A Greedy Algorithm makes the locally optimal choice at each step, hoping to find the global optimum. It never reconsiders past decisions. Greedy algorithms are fast but don't always produce optimal results - you must prove correctness for each problem.
🪙 Real-Life Analogy: Making Change
To make ₹63 with minimum coins [₹50, ₹20, ₹10, ₹2, ₹1]: Pick largest coin ≤ remaining amount. ₹50 → ₹13 left → ₹10 → ₹3 → ₹2 → ₹1 → ₹0. Total: 4 coins. This greedy approach works for standard coin systems!
💡 Classic Greedy Problems
1. Activity Selection (Interval Scheduling)

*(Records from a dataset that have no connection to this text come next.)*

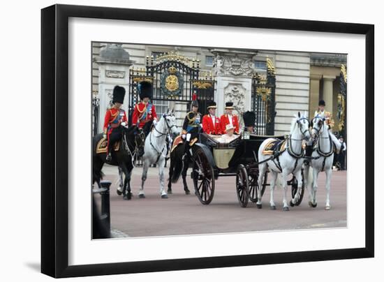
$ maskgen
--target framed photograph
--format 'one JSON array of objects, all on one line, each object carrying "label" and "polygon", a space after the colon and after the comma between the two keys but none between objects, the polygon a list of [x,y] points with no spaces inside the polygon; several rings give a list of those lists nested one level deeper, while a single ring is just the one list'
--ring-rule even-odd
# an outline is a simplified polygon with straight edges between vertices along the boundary
[{"label": "framed photograph", "polygon": [[374,257],[374,25],[41,17],[43,273]]}]

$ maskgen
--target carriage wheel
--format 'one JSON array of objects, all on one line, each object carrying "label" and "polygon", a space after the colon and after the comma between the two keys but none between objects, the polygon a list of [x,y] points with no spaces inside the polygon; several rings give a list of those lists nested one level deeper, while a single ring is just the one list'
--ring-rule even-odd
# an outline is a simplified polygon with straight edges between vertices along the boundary
[{"label": "carriage wheel", "polygon": [[265,187],[267,187],[267,179],[268,179],[268,172],[265,172],[265,174],[264,175],[264,181],[263,182],[263,188],[261,189],[262,196],[264,195],[264,192],[265,192]]},{"label": "carriage wheel", "polygon": [[[297,179],[295,177],[293,177],[293,179],[291,180],[292,182],[292,198],[293,199],[295,198],[295,195],[296,195],[296,192],[297,192],[298,185],[297,185]],[[299,191],[299,200],[297,202],[296,202],[296,204],[295,205],[298,206],[302,203],[302,201],[303,200],[304,198],[304,191],[305,187],[304,186],[304,170],[302,169],[302,188]]]},{"label": "carriage wheel", "polygon": [[249,179],[246,168],[243,165],[239,165],[236,172],[236,193],[237,199],[242,207],[246,207],[249,200]]},{"label": "carriage wheel", "polygon": [[[264,195],[265,192],[265,187],[267,186],[267,180],[268,173],[265,172],[264,175],[264,181],[263,182],[262,189],[261,189],[261,195]],[[248,176],[249,183],[249,200],[252,202],[256,202],[258,201],[258,191],[259,189],[258,179],[258,171],[256,175],[251,175]]]},{"label": "carriage wheel", "polygon": [[202,149],[193,154],[193,178],[195,194],[203,205],[208,205],[214,198],[214,171]]}]

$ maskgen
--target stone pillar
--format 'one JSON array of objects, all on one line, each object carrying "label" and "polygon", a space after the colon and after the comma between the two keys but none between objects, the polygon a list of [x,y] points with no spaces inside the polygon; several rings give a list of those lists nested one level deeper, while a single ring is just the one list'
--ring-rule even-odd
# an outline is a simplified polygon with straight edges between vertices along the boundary
[{"label": "stone pillar", "polygon": [[233,102],[237,114],[251,110],[253,57],[257,52],[235,52],[228,49],[210,51],[215,56],[213,70],[217,81],[216,114],[223,114],[226,102],[229,101]]},{"label": "stone pillar", "polygon": [[108,44],[94,60],[98,65],[98,98],[100,99],[98,132],[103,131],[104,117],[112,98],[113,88],[119,85],[125,88],[126,96],[122,108],[128,114],[129,105],[129,68],[135,62],[121,44]]},{"label": "stone pillar", "polygon": [[320,100],[320,80],[321,75],[311,75],[309,92],[309,117],[311,117],[318,108]]},{"label": "stone pillar", "polygon": [[332,75],[323,76],[323,94],[325,101],[325,110],[333,115],[333,81],[336,78]]}]

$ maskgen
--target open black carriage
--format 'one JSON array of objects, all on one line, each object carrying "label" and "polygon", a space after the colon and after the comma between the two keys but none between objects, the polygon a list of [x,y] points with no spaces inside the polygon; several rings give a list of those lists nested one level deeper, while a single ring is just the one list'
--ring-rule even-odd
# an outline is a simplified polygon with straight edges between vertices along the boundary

// Select max number of non-overlapping activities
function activitySelection(array $activities): array {
// Sort by finish time
usort($activities, fn($a,$b) => $a['finish'] <=> $b['finish']);
$selected = [$activities[0]];
$lastFinish = $activities[0]['finish'];
for ($i = 1; $i < count($activities); $i++) {
if ($activities[$i]['start'] >= $lastFinish) {
$selected[] = $activities[$i];
$lastFinish = $activities[$i]['finish'];
}
}
return $selected;
}
$acts = [
['start'=>1,'finish'=>3],['start'=>2,'finish'=>5],
['start'=>4,'finish'=>6],['start'=>6,'finish'=>8]
];
print_r(activitySelection($acts)); // Selects activities ending at 3,6,8
// Time: O(n log n) for sorting, O(n) for selection2. Fractional Knapsack
function fractionalKnapsack(array $items, float $capacity): float {
// Sort by value/weight ratio descending
usort($items, fn($a,$b) => ($b['value']/$b['weight']) <=> ($a['value']/$a['weight']));
$totalValue = 0;
foreach ($items as $item) {
if ($capacity <= 0) break;
$take = min($item['weight'], $capacity);
$totalValue += $take * ($item['value'] / $item['weight']);
$capacity -= $take;
}
return $totalValue;
}
$items = [['weight'=>10,'value'=>60],['weight'=>20,'value'=>100],['weight'=>30,'value'=>120]];
echo fractionalKnapsack($items, 50); // 240 (take all of 60 + 100 + 2/3 of 120)
// Note: 0/1 Knapsack requires DP (can't take fractions)3. Huffman Coding (Data Compression)
// Build Huffman Tree for optimal prefix codes
class HuffmanNode {
public ?string $char; public int $freq;
public ?HuffmanNode $left, $right;
public function __construct(?string $char, int $freq, ?HuffmanNode $l=null, ?HuffmanNode $r=null) {
$this->char=$char; $this->freq=$freq; $this->left=$l; $this->right=$r;
}
}
function buildHuffmanTree(array $freq): HuffmanNode {
$pq = new SplPriorityQueue();
foreach ($freq as $char => $f) {
$pq->insert(new HuffmanNode($char, $f), -$f); // min-heap via negative
}
while ($pq->count() > 1) {
$left = $pq->extract(); $right = $pq->extract();
$pq->insert(new HuffmanNode(null, $left->freq+$right->freq, $left, $right), -($left->freq+$right->freq));
}
return $pq->extract();
}⚙️ When Greedy Works
✅ Optimal Substructure
Optimal solution contains optimal solutions to subproblems.
✅ Greedy Choice Property
Locally optimal choice leads to globally optimal solution.
⚠️ Warning: Greedy does NOT always work! Example: 0/1 Knapsack requires DP. Coin change with [1,3,4] for amount 6: greedy gives 4+1+1=3 coins, optimal is 3+3=2 coins.
📊 Problem Complexity
| Activity Selection | O(n log n) | Sorting dominates |
| Fractional Knapsack | O(n log n) | Sort by ratio |
| Huffman Coding | O(n log n) | Priority queue operations |
| Prim's MST | O(E log V) | Priority queue |
| Kruskal's MST | O(E log E) | Sorting + DSU |
| Dijkstra | O((V+E)log V) | Priority queue |
💼 Interview Questions
Two methods: 1) Greedy Stays Ahead: show greedy never falls behind optimal. 2) Exchange Argument: show any optimal solution can be transformed into greedy solution without losing optimality.
Greedy: one decision, never reconsider. DP: explores multiple options, picks best. If greedy choice property holds, use greedy (faster). Otherwise, use DP. When in doubt, test with counterexamples.